Those are the specs I am trying to design an axial Flux permanent magnet AC motor to meet. I don't see why it is not possible if I am designing for it. I am not looking for an existing motor. It is probably not far off oe spec AC motors like in the Volt/Ampera.

Have you got pics or updates on your motor?


----------



## epyon (Mar 20, 2008)

This is the gine pig . An I hope I didn't type it wrong when I said dream numbers , because I ment that for my motor , not yours . If it works the way I plane , the next motor will do 950 Ft Lbs of "touque" and 9,500 RPM's .


----------



## sirwattsalot (Aug 27, 2012)

I have always been interested in PM motors because simply using powerful rare Earth magnets can make a very powerful motor. The problem is that they always get very hot when you push them to the limit. The Mars, E-tech, or Manta PM motors use powerful rare Earth magnets, but they are too small for a car. They are just perfect for a boat or motorcycle. Perhaps two of the Mars could run a small car- maybe. I did use one that had a double set of brushes at 72 volts to run my Saturn up to 45 miles per hour and the motor was smoking when I returned home. I was amazed at how little it had discharged the six lead acid car batteries that powered it. I put a total of ten miles on the odometer with a lot of starts and stops. I could have driven the car a long way farther if the smoke had not caused me alarm. I will never know just how much farther it would have gone. I have wondered since what would have been the result if I had run two of those PM motors while accelerating and then turned one of them off to cruise at 55; kind of like running on 6 cylinders and then only 2. Accelerating is what draws the most current from the batteries and also what heats up the motor as I have discovered by driving my own car. 
You are correct, the DC motors are typically less expensive, however I am now using an AC-50 3 phase motor which performs very well. The cost is much higher. Still, well worth it because, it does not get hot and the controller stays cool also.
I have discovered that I can cruise on 125 amps at 110 volts, but it requires up to 500 amps (4 x the power) to accelerate up to 55 in a timely manner. The range of the car has been limited, but there has not been any problems with overheating. I am replacing the lead acid batteries with some of the best Lithium Iron Phosphate batteries which will weight about 200 lbs. less and pack 2.5 times the energy. They are not cheap, but again, well worth it. 
What is most important is that you have fun, stay safe, and never give up faith in your own objectives. You are not building this to please anyone else. I have put my car together and have taken it apart 4 times now to make it what I want it to be. I have spent a lot of extra money experimenting and I would do it all over again without any regrets.


----------



## PStechPaul (May 1, 2012)

Seems like you have come a long way and have learned a lot from your builds. But the only thing I would question is your thought that you could use two of the PM motors for acceleration and then disconnect one for cruising.
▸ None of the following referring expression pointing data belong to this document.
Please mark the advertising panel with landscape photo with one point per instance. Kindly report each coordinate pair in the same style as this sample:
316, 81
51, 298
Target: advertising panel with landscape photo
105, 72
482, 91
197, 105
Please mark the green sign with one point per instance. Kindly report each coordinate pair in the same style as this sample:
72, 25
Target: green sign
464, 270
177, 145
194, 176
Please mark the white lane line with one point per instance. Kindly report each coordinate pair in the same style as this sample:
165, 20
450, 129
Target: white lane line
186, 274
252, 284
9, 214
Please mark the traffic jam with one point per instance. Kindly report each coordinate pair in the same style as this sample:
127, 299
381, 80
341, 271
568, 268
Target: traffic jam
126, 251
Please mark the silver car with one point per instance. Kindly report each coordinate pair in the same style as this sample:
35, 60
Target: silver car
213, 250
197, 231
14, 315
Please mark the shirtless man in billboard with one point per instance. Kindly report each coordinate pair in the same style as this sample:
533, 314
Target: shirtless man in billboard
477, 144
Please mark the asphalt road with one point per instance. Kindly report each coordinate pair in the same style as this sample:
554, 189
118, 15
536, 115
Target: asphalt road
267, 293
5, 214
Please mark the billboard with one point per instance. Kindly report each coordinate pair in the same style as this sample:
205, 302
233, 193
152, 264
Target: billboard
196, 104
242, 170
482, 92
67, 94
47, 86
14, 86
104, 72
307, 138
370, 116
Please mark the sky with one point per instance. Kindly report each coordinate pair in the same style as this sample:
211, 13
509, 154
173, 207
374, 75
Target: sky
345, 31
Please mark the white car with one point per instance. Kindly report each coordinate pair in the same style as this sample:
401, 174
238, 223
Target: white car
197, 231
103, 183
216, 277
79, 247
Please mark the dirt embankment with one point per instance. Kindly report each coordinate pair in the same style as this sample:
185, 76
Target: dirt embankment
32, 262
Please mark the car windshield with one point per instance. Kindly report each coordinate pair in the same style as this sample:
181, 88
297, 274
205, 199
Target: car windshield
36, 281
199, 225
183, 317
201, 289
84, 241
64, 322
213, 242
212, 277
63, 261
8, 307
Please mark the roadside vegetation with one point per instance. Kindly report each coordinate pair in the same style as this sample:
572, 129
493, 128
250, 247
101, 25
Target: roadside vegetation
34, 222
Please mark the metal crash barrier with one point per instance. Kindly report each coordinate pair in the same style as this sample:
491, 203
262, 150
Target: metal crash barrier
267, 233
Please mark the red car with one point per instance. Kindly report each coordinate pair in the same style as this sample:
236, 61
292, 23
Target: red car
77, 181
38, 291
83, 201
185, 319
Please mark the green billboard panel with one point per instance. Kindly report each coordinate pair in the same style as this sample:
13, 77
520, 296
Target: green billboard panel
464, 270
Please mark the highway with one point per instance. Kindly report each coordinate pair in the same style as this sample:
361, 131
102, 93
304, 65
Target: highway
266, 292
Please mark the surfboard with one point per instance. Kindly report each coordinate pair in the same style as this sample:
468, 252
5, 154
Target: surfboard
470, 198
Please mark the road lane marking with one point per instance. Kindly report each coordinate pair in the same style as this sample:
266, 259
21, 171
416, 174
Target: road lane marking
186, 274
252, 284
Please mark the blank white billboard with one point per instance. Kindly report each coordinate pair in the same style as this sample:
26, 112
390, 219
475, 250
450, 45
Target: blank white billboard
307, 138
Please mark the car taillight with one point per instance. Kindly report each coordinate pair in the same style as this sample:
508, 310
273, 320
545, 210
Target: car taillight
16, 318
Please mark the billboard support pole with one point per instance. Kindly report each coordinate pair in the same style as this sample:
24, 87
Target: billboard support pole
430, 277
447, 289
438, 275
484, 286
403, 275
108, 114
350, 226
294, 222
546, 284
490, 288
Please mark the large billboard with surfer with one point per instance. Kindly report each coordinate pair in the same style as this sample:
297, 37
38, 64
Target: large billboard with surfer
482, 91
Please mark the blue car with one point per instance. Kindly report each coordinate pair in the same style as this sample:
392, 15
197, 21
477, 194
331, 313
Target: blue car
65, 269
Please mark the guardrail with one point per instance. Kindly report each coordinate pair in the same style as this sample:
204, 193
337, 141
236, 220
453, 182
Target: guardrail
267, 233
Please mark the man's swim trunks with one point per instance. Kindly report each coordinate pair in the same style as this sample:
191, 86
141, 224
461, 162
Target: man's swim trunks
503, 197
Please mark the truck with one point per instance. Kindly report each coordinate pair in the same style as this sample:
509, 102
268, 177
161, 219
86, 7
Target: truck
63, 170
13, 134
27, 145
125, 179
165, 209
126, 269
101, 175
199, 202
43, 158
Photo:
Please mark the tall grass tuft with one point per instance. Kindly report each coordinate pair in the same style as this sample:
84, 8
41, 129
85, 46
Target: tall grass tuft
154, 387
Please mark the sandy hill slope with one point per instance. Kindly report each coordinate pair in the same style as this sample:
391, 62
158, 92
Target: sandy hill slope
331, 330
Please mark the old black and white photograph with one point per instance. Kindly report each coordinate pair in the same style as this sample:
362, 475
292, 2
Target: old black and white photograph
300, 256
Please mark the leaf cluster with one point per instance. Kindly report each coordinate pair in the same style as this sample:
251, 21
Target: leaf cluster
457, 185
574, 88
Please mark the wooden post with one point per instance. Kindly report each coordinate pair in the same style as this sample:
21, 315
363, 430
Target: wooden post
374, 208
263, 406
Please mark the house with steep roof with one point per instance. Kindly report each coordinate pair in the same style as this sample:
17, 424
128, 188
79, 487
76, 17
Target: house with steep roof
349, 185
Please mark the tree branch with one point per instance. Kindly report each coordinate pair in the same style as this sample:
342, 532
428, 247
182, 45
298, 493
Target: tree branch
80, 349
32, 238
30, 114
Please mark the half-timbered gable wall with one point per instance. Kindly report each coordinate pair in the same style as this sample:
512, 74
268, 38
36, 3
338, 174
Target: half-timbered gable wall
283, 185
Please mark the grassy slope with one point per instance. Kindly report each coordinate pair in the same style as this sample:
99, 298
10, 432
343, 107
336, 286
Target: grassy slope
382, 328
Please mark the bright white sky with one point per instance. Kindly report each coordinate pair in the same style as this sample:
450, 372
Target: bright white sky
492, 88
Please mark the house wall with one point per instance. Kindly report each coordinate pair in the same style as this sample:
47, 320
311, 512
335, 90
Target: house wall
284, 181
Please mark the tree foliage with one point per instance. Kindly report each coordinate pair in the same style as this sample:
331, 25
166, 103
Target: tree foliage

To get the same power from one motor, you would need twice the current used by each of the two motors. Since losses are mostly resistive, you would have four times the losses, but since you have one motor and not two, your total losses would still be doubled. For this reason, it is generally better to use a larger motor (or multiple smaller ones) to stay well within the rated power, or even much less. The downside is larger size and weight, but at some point you may be able to go direct drive and eliminate the transmission and clutch.


----------



## mizlplix (May 1, 2011)

Has anyone done or know of someone who has actually done, a conversion of a large AC induction motor to magnets?

I have read of smaller sizes, but no large ones...say 10HP or above.

Thx, Miz


----------



## hal2000 (Nov 15, 2012)

Arlo over on endless sphere is playing around with fem in an effort to convert a large ac motor over to a large pm motor for use in his detroit muscle car. Poke around in the motor threads and I think you will find the link.


----------